In other words, there are people and situations where it makes sense to use something else. But most people believing they're in that category are wrong.
I always get frustrated by this because it is never made clear where the transition occurs to where you are doing something special enough. It is always dismissed as, "well whatever it is you are doing, I am sure you don't need it"
Why is this assumption always made, especially on sites like HackerNews? There are a lot of us here that DO work with scales and workloads that require specialized things, and we want to be able to talk about our challenges and experiences, too. I don't think we need to isolate all the people who work at large scales to a completely separate forum; for one thing, a lot of us work on a variety of workloads, where some are big enough and particular enough to need a different technology, and some that should be in Postgres. I would love to be able to talk about how to make that decision, but it is always just "nope, you aren't big enough to need anything else"
I was not some super engineer who already knew everything when I started working on large enough data pipelines that I needed specialized software, with horizontal scaling requirements. Why can't we also talk about that here?

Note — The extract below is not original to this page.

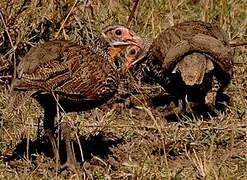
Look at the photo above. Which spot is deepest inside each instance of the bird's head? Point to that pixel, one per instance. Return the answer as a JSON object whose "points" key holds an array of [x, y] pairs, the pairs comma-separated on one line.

Rather my point was that people, including myself, have a tendency to believe they're in an exceptional case when they're actually not. And thus will see discussions on sites like this and assume that's what they need to do. And of course they don't understand the tradeoffs and wind up not realizing they're actually making things harder for themselves.
The classic example is scaling issues where people, again including myself, assume they have exotic scaling needs simply because it's larger than anything they've seen before. When in fact by objective measures what they have is something that could run perfectly fine on 20 year old hardware and bog standard techniques.
No I don’t. I’ve never used the thing so I don’t know when it’ll come in useful.
If they don’t, the trade off for NotPostgres is such that it’s justifiable to force the engineer to run their own benchmarks before they are allowed to use NotPostgres
Here's my opinion: just use postgres. If you're experienced enough to not when I say that, go for it, the advice isn't for you. If you aren't, I'm probably saving you from yourself. "Reasonable scale" to these people could mean dozens of inserts per second, which is why people talking vagueries around scale is madenning to me. If you aren't going to actually say what that means, you will lead people who don't know better down the wrong path.
I've sat in on meetings about adding auth rate limiting, using Redis, to an on-premise electron client/Node.js server where the largest installation had 20 concurrent users and the largest foreseeable installation had a few thousand, in which every existing installation had an average server CPU utilisation of less than a percent.
Redis should not even be a possibility under those circumstances. It's a ridiculous suggestion based purely on rote whiteboard interview cramming. Stick a token_bucket table in Postgres.
I'm also not convinced that thinking about reasonable scale would lead to a different implementation for most other greenfield projects. The nice thing about shoving everything into Postgres is that you nearly always have a clear upgrade path, whereas using Redis right from the start might actually make the system less future-proof by complicating any eventual migration.